I created a simple project with contains only one Entity which inherits from AbstractAggregateRoot and tries to register an event during the @PrePersist JPA lifecycle event.
@PrePersist
fun addCreatedEvent() {
logger.info("Adding created event for $this")
this.registerEvent(ExampleCreated(this))
}
But when calling the save/saveAndFlush methods on the repository, the event will not be passed on to the EventListener methods on my service.
fun createExample(id: Int, name: String): ExampleEntity{
val entityToSave = ExampleEntity(id, name)
logger.info("saving entity $entityToSave")
val savedEntity = repository.saveAndFlush(entityToSave)
logger.info("saved entity $savedEntity")
return savedEntity
}
The problem seems to be, that the PrePersist method is called on the object instance that is returned from the save method but the domainEvents method is called on the instance that is passed to the save method.

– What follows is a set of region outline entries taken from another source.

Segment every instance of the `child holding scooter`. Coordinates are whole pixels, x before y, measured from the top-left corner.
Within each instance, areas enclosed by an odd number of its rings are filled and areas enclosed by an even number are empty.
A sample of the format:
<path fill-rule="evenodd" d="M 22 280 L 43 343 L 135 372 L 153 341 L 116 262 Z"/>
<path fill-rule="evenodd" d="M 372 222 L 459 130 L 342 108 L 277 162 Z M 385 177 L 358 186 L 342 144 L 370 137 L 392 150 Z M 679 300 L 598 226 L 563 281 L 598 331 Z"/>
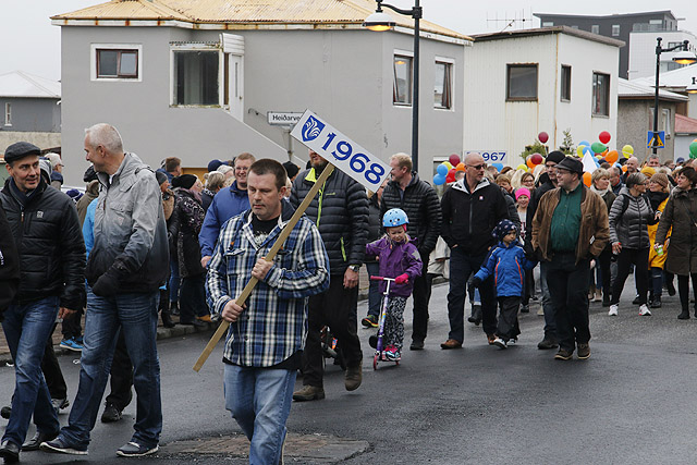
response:
<path fill-rule="evenodd" d="M 416 246 L 406 234 L 408 218 L 404 210 L 392 208 L 382 217 L 386 235 L 366 245 L 366 255 L 377 256 L 380 276 L 394 278 L 390 286 L 390 295 L 384 315 L 383 354 L 388 360 L 399 362 L 404 343 L 404 307 L 412 294 L 414 278 L 421 274 L 421 258 Z M 380 283 L 380 292 L 384 292 L 387 283 Z M 377 335 L 371 335 L 369 343 L 377 347 Z"/>

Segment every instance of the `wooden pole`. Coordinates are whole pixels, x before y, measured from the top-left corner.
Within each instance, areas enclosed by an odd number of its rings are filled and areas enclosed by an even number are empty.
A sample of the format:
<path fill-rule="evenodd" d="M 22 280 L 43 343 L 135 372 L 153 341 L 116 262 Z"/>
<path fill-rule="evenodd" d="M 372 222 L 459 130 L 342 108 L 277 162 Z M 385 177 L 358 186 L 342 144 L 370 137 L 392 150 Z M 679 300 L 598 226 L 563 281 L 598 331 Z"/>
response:
<path fill-rule="evenodd" d="M 297 221 L 303 215 L 305 215 L 305 210 L 307 210 L 307 207 L 309 207 L 310 201 L 313 201 L 321 186 L 325 185 L 325 182 L 333 171 L 334 166 L 331 163 L 327 163 L 327 167 L 325 167 L 325 171 L 322 171 L 322 173 L 319 175 L 313 188 L 309 189 L 301 205 L 295 210 L 295 213 L 293 213 L 291 220 L 285 224 L 283 231 L 281 231 L 281 234 L 279 234 L 279 237 L 276 240 L 276 243 L 273 243 L 273 246 L 271 246 L 271 249 L 265 257 L 266 261 L 273 261 L 273 257 L 276 257 L 276 254 L 279 252 L 281 246 L 283 246 L 283 243 L 291 234 L 291 231 L 293 231 L 293 228 L 295 228 L 295 224 L 297 224 Z M 244 290 L 242 290 L 242 294 L 240 294 L 240 296 L 236 298 L 235 304 L 243 306 L 249 294 L 252 294 L 254 286 L 257 285 L 257 282 L 258 280 L 255 277 L 252 277 L 249 281 L 247 281 L 247 284 L 244 286 Z M 200 353 L 198 359 L 196 360 L 196 364 L 194 364 L 194 371 L 198 372 L 201 369 L 211 352 L 213 352 L 213 348 L 216 347 L 216 344 L 218 344 L 218 341 L 220 341 L 220 339 L 225 334 L 225 331 L 228 331 L 229 326 L 229 321 L 222 320 L 220 322 L 218 330 L 216 331 L 213 336 L 210 338 L 210 341 L 208 341 L 208 344 L 206 344 L 204 352 Z"/>

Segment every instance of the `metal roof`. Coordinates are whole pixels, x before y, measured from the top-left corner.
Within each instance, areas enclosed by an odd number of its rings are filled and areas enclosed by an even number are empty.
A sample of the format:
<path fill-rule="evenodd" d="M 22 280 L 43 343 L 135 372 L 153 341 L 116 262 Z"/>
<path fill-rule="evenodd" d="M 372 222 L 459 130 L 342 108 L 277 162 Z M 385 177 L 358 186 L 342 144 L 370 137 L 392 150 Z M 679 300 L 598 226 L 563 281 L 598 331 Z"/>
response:
<path fill-rule="evenodd" d="M 354 24 L 375 12 L 374 0 L 111 0 L 71 13 L 51 16 L 63 21 L 181 21 L 194 24 Z M 414 20 L 392 11 L 398 26 L 414 27 Z M 74 23 L 72 23 L 74 24 Z M 470 37 L 421 20 L 420 28 L 458 39 Z"/>
<path fill-rule="evenodd" d="M 61 98 L 61 83 L 23 71 L 0 74 L 0 97 Z"/>
<path fill-rule="evenodd" d="M 635 81 L 627 81 L 620 77 L 617 79 L 617 97 L 619 98 L 655 98 L 656 88 L 639 84 Z M 661 100 L 687 101 L 686 96 L 672 91 L 659 89 L 658 97 Z"/>

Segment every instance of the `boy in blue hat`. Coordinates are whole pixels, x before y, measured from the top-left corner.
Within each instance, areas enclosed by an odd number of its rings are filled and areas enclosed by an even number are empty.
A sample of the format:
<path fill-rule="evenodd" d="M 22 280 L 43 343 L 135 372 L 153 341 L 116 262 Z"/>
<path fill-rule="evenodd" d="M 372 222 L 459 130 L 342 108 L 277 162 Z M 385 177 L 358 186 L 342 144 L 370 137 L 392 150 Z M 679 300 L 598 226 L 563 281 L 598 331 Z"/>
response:
<path fill-rule="evenodd" d="M 478 286 L 493 274 L 500 308 L 493 345 L 506 348 L 508 343 L 515 342 L 521 333 L 518 308 L 525 290 L 525 271 L 535 268 L 537 262 L 525 258 L 525 252 L 517 241 L 517 228 L 513 221 L 501 220 L 491 235 L 499 240 L 499 244 L 475 274 L 473 283 Z"/>

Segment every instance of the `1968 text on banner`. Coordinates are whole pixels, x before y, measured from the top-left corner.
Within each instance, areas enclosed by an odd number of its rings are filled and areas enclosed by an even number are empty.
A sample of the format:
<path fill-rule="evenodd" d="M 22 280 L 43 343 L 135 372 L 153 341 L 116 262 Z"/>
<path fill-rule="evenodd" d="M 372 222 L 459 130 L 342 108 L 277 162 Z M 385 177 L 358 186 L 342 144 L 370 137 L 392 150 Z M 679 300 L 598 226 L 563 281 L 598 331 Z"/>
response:
<path fill-rule="evenodd" d="M 291 135 L 372 192 L 390 175 L 388 164 L 309 110 Z"/>

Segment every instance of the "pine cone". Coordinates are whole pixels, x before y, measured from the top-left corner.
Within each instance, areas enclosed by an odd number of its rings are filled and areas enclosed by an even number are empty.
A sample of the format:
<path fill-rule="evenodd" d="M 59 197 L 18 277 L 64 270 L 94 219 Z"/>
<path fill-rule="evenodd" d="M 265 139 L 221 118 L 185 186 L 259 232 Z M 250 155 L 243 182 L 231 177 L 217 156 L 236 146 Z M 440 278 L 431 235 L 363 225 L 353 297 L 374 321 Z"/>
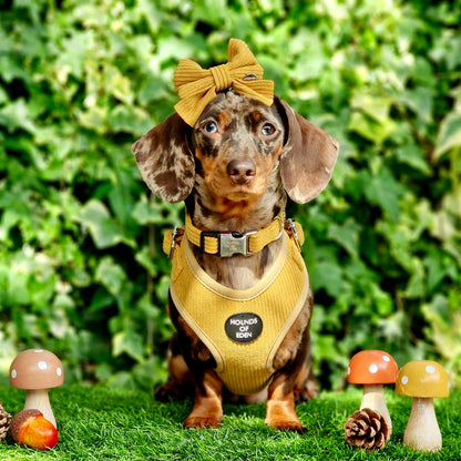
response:
<path fill-rule="evenodd" d="M 11 414 L 7 413 L 2 403 L 0 402 L 0 442 L 7 437 L 10 429 Z"/>
<path fill-rule="evenodd" d="M 345 429 L 345 440 L 352 447 L 367 450 L 379 450 L 390 439 L 389 424 L 386 418 L 370 408 L 362 408 L 350 416 Z"/>

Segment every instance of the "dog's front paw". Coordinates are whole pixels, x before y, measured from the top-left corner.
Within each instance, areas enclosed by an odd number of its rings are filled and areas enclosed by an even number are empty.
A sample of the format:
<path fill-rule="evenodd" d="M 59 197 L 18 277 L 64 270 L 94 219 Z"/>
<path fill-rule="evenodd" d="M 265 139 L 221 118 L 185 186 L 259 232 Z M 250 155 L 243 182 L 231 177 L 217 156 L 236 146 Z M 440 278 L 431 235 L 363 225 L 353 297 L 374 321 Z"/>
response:
<path fill-rule="evenodd" d="M 185 428 L 195 428 L 195 429 L 213 429 L 217 428 L 221 424 L 221 419 L 215 417 L 193 417 L 188 416 L 184 421 L 183 426 Z"/>

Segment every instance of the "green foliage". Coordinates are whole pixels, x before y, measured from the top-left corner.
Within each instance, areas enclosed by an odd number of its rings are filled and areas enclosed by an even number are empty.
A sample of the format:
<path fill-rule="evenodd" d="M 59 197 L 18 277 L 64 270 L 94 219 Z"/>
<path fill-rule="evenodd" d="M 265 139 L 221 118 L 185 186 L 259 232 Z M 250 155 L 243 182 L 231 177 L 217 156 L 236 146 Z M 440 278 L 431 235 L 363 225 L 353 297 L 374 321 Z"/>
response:
<path fill-rule="evenodd" d="M 244 39 L 279 96 L 340 142 L 290 206 L 316 293 L 315 368 L 440 359 L 461 376 L 461 3 L 17 0 L 0 6 L 0 370 L 53 350 L 68 380 L 151 388 L 172 331 L 162 233 L 182 206 L 131 144 L 177 101 L 181 58 Z M 458 383 L 460 383 L 458 381 Z"/>

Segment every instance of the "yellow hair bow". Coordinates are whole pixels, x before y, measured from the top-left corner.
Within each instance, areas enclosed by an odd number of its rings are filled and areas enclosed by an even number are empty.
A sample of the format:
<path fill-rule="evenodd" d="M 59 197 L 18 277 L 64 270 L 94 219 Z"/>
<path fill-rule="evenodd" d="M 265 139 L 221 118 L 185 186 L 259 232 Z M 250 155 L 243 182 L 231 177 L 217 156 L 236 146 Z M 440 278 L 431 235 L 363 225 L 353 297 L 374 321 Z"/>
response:
<path fill-rule="evenodd" d="M 174 106 L 188 125 L 194 126 L 205 106 L 219 91 L 233 89 L 236 93 L 256 98 L 266 105 L 274 101 L 274 82 L 263 79 L 258 64 L 248 45 L 230 39 L 226 64 L 202 69 L 196 62 L 183 59 L 174 73 L 174 88 L 181 101 Z"/>

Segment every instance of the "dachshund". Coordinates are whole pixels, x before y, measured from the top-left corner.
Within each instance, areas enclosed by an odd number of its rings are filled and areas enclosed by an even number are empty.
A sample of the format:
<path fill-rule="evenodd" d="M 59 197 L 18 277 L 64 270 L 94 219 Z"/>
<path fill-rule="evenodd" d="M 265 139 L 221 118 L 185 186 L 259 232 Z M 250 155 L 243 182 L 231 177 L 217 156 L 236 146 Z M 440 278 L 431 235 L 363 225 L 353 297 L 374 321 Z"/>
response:
<path fill-rule="evenodd" d="M 313 293 L 296 248 L 301 229 L 284 213 L 287 194 L 304 204 L 327 186 L 338 143 L 276 96 L 267 106 L 228 90 L 217 93 L 194 126 L 174 113 L 132 148 L 151 191 L 166 202 L 184 201 L 188 219 L 166 244 L 173 252 L 168 310 L 176 331 L 168 381 L 156 398 L 194 392 L 186 428 L 218 427 L 224 398 L 267 400 L 266 424 L 303 432 L 295 402 L 317 393 L 309 338 Z M 287 254 L 303 283 L 295 273 L 281 275 Z M 201 291 L 205 285 L 211 289 Z M 185 305 L 193 298 L 199 318 L 191 320 Z M 279 314 L 288 304 L 296 309 Z M 266 344 L 272 317 L 280 317 L 281 329 Z M 208 324 L 217 325 L 209 328 L 219 330 L 221 339 L 206 332 Z M 265 351 L 252 349 L 258 342 Z"/>

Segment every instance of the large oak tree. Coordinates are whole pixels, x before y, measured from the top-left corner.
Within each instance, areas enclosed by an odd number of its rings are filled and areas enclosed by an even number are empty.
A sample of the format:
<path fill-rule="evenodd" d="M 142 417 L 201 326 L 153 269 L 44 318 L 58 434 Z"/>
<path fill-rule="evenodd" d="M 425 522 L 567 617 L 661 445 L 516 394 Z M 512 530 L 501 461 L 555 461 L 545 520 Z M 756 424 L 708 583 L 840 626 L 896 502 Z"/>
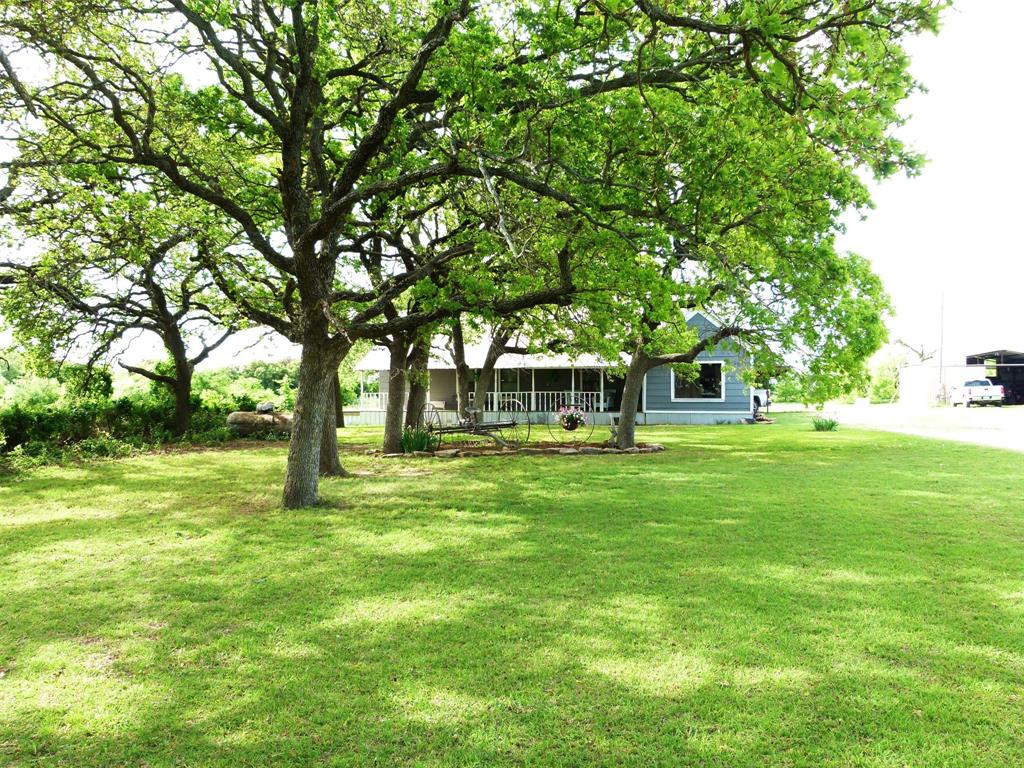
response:
<path fill-rule="evenodd" d="M 394 297 L 486 263 L 467 229 L 415 265 L 388 252 L 373 283 L 346 250 L 377 227 L 373 212 L 415 218 L 468 179 L 639 245 L 674 186 L 650 96 L 699 103 L 722 78 L 844 162 L 898 165 L 889 127 L 912 87 L 900 42 L 942 4 L 5 0 L 0 47 L 6 104 L 46 121 L 58 156 L 158 171 L 233 219 L 286 286 L 288 311 L 248 313 L 302 344 L 284 496 L 295 507 L 316 501 L 330 377 L 356 339 L 571 292 L 552 253 L 549 293 L 425 291 L 388 317 Z M 39 59 L 49 71 L 29 77 Z"/>

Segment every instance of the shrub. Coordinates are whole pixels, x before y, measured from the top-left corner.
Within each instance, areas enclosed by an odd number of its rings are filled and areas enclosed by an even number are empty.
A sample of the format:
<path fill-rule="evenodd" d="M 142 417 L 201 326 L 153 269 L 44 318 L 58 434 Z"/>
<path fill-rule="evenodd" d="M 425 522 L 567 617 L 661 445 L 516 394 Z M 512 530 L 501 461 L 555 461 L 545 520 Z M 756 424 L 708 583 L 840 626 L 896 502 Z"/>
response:
<path fill-rule="evenodd" d="M 433 451 L 434 438 L 423 427 L 406 427 L 401 432 L 401 453 L 412 454 L 414 451 Z"/>

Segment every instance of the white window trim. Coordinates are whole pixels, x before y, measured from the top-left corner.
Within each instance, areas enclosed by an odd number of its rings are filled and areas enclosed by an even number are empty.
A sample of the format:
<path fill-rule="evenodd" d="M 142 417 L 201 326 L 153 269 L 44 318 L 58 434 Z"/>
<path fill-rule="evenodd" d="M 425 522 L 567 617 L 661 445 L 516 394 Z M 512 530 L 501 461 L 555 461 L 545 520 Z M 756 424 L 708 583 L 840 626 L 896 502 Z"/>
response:
<path fill-rule="evenodd" d="M 710 360 L 693 360 L 693 361 L 698 365 L 718 364 L 720 366 L 719 370 L 722 372 L 722 396 L 721 397 L 676 397 L 676 372 L 670 368 L 669 399 L 672 402 L 725 402 L 725 360 L 710 359 Z"/>

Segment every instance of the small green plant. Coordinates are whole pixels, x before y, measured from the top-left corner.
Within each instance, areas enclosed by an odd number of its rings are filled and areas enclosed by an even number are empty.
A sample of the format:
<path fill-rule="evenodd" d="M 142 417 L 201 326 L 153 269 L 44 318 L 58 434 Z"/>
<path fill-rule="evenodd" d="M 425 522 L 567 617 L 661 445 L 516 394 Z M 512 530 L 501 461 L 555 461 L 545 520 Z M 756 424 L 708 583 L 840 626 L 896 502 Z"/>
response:
<path fill-rule="evenodd" d="M 815 417 L 811 420 L 815 432 L 835 432 L 839 429 L 839 420 L 827 417 Z"/>
<path fill-rule="evenodd" d="M 414 451 L 433 451 L 434 438 L 423 427 L 406 427 L 401 432 L 401 453 L 412 454 Z"/>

I created a small project to show this problem: https://github.com/thuri/spring-domain-events
I'm not sure whether I'm doing something unintended here or if this is a bug. Would be great if somebody could help me out here.
If there is any other way to create an domain event for "Entity Created" then that may be enough for me.
When doing something similar with @PreRemove the handling seems to work correctly. But that's probably just because the instance passed to the repositorys delete methode is already contained in the persistence context.
UPDATE regarding @PreRemove: there are some cases in which this also won't work. Not sure yet what is the reason there. If I call the service methods from the main method than it doesn' work. If the service get's is own method which calls the methods on it's own it does work. Probably something to to with the @Transactional
UPDATE2 regarding @PreRemove: When the entity is detached/removed from entity manager the PreRemove lifecycle event is called on a new instance that is fetched from DB but the domainEvents method is called on the instance that was passed to the delete method of the repository. So we have a similar problem as with the PrePersist
Finally found a workaround: The issue is the manually assigned Id of the Example Entity.
If the id field is null by default and the value generated by a sequence or other type of Generator then the event is triggered.
If it is necessary to assign the id manually one could implement Persistable and make the entity object itself define whether it's new or not.